Over 40 per cent of Ontarians say they are more likely to vote for candidates who make public commitments to fund new cycling infrastructure. This figure sits starkly in contrasts against the 20 per cent who say they wouldn’t vote for candidates who support cycling infrastructure according to a new poll commissioned by the Share the Road Cycling Coalition.
With a provincial election scheduled for June, the latest figures could encourage candidates who support cycling infrastructure to make it a more prominent election issue. That’s certainly what Share the Road executive director Jamie Stuckles hopes.
“Ontarians have spoken clearly about cycling,” said Stuckless. “We are telling all political parties that our goal of new and improved cycling infrastructure will be a game changer in this spring’s election.”
The poll also indicates that the number of people cycling is rising with six per cent of Ontarians hopping on two wheels up to six per cent every day or almost every day. The number would represent some 650,000 people and is up from four per cent in 2014.
Another good indication people in Ontario are supportive of cycling is that 41 per cent said they would prefer to ride a bicycle more than they currently do, with 74 per cent of those people saying the would like to ride recreationally rather than for sport or commuting.
“While recent provincial investments have been made in commuter cycling, we also see real growth potential for investments in recreational trails,” said Stuckless.

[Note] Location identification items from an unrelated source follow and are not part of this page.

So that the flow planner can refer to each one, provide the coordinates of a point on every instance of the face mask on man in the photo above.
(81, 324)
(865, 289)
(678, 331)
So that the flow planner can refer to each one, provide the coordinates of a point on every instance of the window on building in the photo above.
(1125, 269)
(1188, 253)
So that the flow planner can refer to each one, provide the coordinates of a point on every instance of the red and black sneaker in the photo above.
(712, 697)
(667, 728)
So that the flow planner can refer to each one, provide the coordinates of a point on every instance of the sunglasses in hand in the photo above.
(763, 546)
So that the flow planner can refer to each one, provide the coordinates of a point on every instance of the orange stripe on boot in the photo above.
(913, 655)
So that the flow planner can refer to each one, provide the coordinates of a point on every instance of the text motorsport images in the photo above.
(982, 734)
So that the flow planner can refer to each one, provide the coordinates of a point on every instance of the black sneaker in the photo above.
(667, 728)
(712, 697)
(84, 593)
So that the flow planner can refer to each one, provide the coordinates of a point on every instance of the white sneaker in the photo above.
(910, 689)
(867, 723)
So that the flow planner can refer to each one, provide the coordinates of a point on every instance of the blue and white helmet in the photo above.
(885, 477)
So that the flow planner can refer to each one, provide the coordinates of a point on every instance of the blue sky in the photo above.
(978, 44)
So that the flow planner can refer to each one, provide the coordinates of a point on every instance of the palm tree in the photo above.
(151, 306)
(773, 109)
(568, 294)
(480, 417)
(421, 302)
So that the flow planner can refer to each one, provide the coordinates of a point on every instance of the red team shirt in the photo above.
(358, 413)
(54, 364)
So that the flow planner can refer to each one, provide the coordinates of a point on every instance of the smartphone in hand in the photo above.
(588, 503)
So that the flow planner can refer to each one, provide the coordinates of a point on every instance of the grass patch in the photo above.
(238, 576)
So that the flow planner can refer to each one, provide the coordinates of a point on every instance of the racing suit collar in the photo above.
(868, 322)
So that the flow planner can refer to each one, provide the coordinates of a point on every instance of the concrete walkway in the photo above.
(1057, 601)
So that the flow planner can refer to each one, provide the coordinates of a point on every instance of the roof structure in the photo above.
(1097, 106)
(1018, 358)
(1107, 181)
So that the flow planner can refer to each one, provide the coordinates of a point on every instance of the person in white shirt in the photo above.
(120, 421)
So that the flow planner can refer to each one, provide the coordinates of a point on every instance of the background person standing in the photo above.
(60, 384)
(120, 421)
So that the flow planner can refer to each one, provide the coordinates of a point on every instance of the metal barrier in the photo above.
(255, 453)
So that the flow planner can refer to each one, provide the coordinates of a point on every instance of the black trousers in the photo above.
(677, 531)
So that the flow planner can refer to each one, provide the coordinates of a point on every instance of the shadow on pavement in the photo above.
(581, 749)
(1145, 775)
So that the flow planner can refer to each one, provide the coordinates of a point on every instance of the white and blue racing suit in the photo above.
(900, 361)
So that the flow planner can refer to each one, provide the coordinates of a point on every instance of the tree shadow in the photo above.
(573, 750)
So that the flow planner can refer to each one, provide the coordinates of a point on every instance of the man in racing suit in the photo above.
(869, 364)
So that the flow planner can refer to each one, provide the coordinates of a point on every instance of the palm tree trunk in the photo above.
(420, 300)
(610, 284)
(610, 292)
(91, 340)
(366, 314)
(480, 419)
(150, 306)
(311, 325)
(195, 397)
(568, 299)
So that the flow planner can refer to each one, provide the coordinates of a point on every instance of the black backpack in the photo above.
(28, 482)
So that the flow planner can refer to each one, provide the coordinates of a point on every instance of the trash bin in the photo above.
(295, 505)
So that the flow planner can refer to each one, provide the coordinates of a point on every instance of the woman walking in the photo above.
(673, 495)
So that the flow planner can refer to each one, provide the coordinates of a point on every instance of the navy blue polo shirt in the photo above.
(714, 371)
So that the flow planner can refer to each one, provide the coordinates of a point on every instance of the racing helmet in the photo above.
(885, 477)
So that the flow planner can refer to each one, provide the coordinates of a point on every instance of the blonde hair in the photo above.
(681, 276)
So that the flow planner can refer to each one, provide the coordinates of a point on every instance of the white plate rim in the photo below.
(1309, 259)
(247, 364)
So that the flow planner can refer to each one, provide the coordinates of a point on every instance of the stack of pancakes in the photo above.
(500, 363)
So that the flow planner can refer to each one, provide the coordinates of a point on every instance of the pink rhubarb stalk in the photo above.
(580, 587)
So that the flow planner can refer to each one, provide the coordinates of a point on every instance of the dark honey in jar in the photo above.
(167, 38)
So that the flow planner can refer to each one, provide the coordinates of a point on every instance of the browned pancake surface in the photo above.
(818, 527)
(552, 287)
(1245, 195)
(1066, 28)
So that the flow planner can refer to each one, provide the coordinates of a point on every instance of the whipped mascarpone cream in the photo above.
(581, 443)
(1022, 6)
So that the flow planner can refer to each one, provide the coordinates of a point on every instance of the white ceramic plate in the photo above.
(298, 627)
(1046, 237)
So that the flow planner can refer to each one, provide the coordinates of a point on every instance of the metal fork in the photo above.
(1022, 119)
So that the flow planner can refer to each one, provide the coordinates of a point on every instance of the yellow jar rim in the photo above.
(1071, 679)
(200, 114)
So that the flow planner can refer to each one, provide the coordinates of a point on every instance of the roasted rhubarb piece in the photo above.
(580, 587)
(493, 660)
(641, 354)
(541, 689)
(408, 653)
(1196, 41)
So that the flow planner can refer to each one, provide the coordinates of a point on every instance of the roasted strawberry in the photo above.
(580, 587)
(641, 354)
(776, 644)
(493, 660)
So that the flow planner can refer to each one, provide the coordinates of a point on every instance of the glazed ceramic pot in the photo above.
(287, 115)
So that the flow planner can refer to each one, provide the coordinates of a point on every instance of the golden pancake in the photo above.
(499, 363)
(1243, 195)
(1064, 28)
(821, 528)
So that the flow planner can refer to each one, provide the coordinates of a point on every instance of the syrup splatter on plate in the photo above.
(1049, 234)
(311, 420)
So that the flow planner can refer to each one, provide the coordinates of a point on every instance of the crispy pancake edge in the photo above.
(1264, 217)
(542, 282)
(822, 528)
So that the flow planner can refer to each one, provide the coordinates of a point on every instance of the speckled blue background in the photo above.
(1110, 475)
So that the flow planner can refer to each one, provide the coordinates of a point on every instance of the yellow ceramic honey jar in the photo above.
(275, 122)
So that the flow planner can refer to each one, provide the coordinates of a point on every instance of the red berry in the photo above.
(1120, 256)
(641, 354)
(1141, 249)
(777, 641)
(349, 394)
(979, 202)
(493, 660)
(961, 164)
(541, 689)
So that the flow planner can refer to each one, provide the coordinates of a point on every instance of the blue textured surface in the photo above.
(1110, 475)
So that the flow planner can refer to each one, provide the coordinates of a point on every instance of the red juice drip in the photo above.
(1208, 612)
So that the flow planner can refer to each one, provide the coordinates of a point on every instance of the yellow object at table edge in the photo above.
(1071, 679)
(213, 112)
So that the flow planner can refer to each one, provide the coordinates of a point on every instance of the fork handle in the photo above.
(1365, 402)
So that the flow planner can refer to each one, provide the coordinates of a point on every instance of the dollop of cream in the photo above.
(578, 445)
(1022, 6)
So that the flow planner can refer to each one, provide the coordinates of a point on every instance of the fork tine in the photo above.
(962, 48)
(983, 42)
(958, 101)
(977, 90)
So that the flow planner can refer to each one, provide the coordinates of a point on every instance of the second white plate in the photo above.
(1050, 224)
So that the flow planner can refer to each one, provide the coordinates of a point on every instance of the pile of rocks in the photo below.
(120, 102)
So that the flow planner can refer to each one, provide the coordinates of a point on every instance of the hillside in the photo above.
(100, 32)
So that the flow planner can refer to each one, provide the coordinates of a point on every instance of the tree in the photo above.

Over 30 per cent of people in Ontario also say they would like to cycle to and from work more often. That may require a shift however as nine in 10 people do not think their municipalities do an adequate job investing in cycling infrastructure. With 67 per cent of people strongly or somewhat agreeing that the provincial government should invest more in cycling infrastructure, there is a wave of support that could help influence the upcoming provincial election.
“Representing almost 3.5 million Ontarians, these people have enormous potential to reduce congestion on our roads if cycling was a safe transportation choice for them,” said Stuckless. “Ontarians clearly see the need for more cycling safety efforts.”